On 20 December 1962, with the establishment of the Emergency Council (Majlis Darurat), the Executive Council (Majlis Mesyuarat Kerajaan) was temporarily replaced by the Emergency Executive Committee (Jawatankuasa Kerja Darurat). This committee was established in response to the Brunei People's Party-led uprising in 1962 and given the authority to support the nation's administration, which had been disrupted by the uprising. In the process, the committee also set aside money for the British Army, who had been called in to put down the uprising, to have accommodation and other amenities. Marsal Maun, the then-Chief Minister, presided over the committee.

Sultan Omar Ali Saifuddien III established the Royal Commission in relation to the notion of Federation of Malaysia's creation. It was also chaired by Chief Minister Marshal Maun, along with a number of community representatives.

=== Prime minister ===
As soon as Brunei declared its independence from the United Kingdom on 1 January 1984, the office was established. The position of perdana menteri (prime minister) took the role of the Chief Minister. As per the requirements of its predecessor, the individual needs to be a Malay Muslim. Sultan Hassanal Bolkiah became the first prime minister of Brunei.

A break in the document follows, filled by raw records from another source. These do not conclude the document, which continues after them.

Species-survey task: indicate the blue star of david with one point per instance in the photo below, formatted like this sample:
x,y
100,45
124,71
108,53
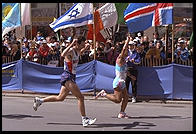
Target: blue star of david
x,y
74,13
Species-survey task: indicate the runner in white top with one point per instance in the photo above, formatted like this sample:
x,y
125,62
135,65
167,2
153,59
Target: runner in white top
x,y
71,58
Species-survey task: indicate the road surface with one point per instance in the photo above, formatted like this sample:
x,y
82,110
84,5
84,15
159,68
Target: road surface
x,y
18,115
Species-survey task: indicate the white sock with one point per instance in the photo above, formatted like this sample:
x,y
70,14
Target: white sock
x,y
41,100
83,117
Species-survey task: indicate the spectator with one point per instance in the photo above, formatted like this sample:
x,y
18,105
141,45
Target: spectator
x,y
155,37
133,59
44,52
181,52
100,52
39,36
32,55
15,52
25,47
108,50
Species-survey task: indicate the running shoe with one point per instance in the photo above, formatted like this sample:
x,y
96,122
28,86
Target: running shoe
x,y
133,99
37,103
101,93
122,115
87,121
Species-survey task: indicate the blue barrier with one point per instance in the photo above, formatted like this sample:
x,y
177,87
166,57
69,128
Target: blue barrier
x,y
171,81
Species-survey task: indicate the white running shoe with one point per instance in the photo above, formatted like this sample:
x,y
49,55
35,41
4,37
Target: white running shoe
x,y
122,115
37,103
101,93
133,99
87,121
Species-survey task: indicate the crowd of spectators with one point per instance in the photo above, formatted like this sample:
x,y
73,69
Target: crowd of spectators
x,y
48,48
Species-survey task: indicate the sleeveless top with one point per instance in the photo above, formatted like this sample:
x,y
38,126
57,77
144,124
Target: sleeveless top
x,y
72,65
121,71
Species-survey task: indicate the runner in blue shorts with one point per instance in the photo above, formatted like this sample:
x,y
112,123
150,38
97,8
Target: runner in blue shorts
x,y
119,86
71,58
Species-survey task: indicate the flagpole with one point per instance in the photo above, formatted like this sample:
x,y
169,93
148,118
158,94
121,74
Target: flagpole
x,y
31,24
172,43
94,37
20,31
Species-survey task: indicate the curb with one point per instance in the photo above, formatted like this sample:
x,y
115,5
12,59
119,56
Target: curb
x,y
90,96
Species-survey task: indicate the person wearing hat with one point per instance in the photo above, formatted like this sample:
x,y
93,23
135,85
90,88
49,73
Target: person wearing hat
x,y
32,55
39,36
68,79
133,59
43,51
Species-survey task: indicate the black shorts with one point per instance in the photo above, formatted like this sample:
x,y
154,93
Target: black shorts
x,y
66,76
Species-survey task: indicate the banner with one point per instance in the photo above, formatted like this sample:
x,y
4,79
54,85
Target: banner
x,y
171,81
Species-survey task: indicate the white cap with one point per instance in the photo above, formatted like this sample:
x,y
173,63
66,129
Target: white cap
x,y
44,41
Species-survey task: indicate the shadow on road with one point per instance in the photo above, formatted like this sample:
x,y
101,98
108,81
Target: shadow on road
x,y
139,125
19,116
155,117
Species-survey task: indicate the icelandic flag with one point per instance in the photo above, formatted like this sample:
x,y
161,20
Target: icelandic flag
x,y
140,16
10,15
78,15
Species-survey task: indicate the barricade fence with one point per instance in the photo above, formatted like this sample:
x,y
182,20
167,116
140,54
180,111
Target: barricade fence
x,y
147,62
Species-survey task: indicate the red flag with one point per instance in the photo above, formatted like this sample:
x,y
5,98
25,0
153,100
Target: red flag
x,y
98,28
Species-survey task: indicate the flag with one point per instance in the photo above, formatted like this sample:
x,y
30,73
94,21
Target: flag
x,y
13,16
78,15
140,16
105,17
26,14
191,41
10,15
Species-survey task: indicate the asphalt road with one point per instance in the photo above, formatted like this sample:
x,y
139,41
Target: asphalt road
x,y
18,115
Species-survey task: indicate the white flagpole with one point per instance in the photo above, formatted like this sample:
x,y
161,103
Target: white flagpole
x,y
94,37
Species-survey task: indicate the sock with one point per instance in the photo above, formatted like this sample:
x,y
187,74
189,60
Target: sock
x,y
83,117
41,100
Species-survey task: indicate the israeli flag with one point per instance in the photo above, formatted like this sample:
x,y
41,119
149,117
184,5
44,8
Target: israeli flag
x,y
78,15
10,15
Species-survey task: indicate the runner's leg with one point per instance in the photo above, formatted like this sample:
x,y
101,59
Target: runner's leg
x,y
76,92
116,97
63,93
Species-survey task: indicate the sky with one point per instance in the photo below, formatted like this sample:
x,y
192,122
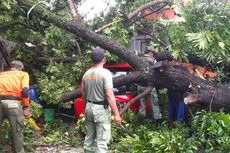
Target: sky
x,y
90,8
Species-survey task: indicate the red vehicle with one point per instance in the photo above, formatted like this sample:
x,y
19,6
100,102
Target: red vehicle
x,y
122,94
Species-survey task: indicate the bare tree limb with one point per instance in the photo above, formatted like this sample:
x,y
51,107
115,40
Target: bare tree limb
x,y
73,11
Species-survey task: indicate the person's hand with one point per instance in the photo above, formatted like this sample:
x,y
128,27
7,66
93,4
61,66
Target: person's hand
x,y
117,120
26,112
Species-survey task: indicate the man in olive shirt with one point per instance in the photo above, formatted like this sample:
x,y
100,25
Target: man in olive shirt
x,y
99,100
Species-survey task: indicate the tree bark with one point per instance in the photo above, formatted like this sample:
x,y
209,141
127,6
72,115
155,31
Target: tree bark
x,y
58,59
5,52
161,74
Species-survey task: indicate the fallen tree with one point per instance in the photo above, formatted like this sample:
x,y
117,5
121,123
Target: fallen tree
x,y
163,74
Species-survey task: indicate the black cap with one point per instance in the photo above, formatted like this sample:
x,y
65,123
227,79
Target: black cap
x,y
17,64
97,55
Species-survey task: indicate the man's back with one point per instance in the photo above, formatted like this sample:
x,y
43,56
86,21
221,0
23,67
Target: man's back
x,y
11,82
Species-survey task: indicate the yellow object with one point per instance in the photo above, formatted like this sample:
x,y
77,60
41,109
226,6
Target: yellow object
x,y
33,124
112,118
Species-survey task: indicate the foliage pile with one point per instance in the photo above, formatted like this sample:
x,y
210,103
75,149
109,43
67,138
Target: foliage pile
x,y
207,132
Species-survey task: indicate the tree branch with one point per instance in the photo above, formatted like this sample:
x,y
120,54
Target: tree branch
x,y
73,11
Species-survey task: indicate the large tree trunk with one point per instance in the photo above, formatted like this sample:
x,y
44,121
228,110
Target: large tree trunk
x,y
162,74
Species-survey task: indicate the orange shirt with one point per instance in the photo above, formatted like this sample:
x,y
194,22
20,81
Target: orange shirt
x,y
12,82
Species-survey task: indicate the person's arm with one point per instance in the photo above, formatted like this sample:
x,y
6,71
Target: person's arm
x,y
112,103
84,96
25,95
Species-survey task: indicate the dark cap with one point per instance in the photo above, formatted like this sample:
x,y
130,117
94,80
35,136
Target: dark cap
x,y
97,55
17,64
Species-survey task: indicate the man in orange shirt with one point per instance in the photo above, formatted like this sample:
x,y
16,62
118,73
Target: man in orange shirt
x,y
14,102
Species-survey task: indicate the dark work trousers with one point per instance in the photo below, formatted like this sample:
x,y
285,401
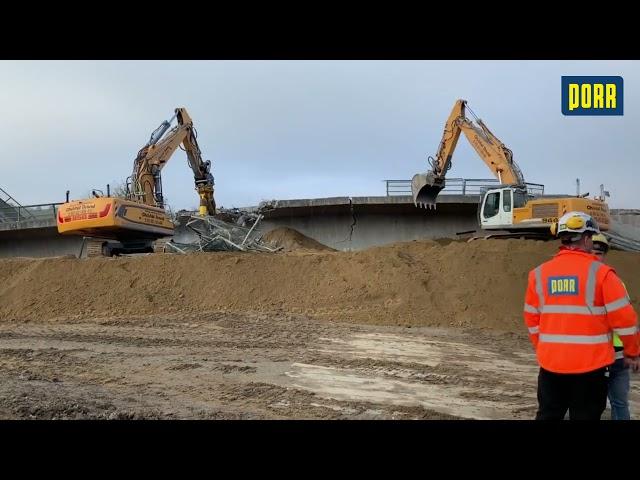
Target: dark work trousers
x,y
583,394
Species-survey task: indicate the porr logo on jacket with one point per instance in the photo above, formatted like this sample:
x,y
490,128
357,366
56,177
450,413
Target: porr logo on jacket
x,y
563,285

It seems customary for government ministers to ask for, or receive a request for, a private meeting with the Sultan instead than assembling at a table overseen by him. "Primus inter pares" refers to him in the audience as their sovereign rather than as a prime minister. The ultimate executive power is not with a "Prime Minister," but with "His Majesty the Sultan and Yang Di-Pertuan". Although it is tangential to the connection and engagement with a specific minister, the sultan's role as prime minister serves as an example of his authority.

==List of leaders==
- Symbols

| No. | Portrait | Name | Took office | Left office | Time in office | Monarch | Ref |
Chief Minister
| 1 |  | Pehin Datu Perdana Manteri Dato Laila Utama Ibrahim Mohammad Jahfar إبراهيم محمد جهفر (1902–1971) | 29 September 1959 | 1 August 1961 | 1 year, 306 days | Omar Ali Saifuddien III |  |
| 2 |  | Dato Seri Paduka Marsal Maun مرسل ماون (1913–2000) Acting from 1 August 1961 | 1 September 1962 | 4 November 1968 | 6 years, 64 days | Omar Ali Saifuddien III |  |
| 3 |  | Pengiran Setia Negara Pengiran Muhammad Yusuf ڤڠيرن محمد يوسف (1923–2016) Acting from 1 June 1967 | 4 November 1968 | 15 July 1972 | 3 years, 254 days | Hassanal Bolkiah |  |
| 4 |  | Pengiran Dipa Negara Laila Diraja Pengiran Abdul Momin ڤڠيرن عبدالمومين (1927–2008) Acting from 15 July 1972 | 1 July 1974 | 31 August 1981 | 7 years, 61 days | Hassanal Bolkiah |  |
| – |  | Pehin Orang Kaya Laila Wijaya Dato Seri Setia Abdul Aziz Umar عبدالعزيز عمر (b.1936) | 1 September 1981 | 31 December 1983 | 2 years, 121 days | Hassanal Bolkiah |  |
Prime Minister
| 1 |  | His Majesty Hassanal Bolkiah حسن البلقية (b.1946) | 1 January 1984 | Incumbent | 42 years, 249 days | Hassanal Bolkiah |  |

==Rank by time in office==

| Rank | Chief Minister/Sultan | Time in office |
|---|---|---|
| 1 | Hassanal Bolkiah (Incumbent) | 42 years, 249 days |
| 2 | Pengiran Abdul Momin | 7 years, 61 days |
| 5 | Marsal Maun | 6 years, 64 days |
| 3 | Pengiran Muhammad Yusuf | 3 years, 254 days |
| 4 | Ibrahim Mohammad Jahfar | 1 year, 306 days |

== Prime Minister's Office==

The Prime Minister's Office of Brunei is located near the Edinburgh Palace (Istana Edinburgh) in Airport Lama, Berakas northeast of Bandar Seri Begawan.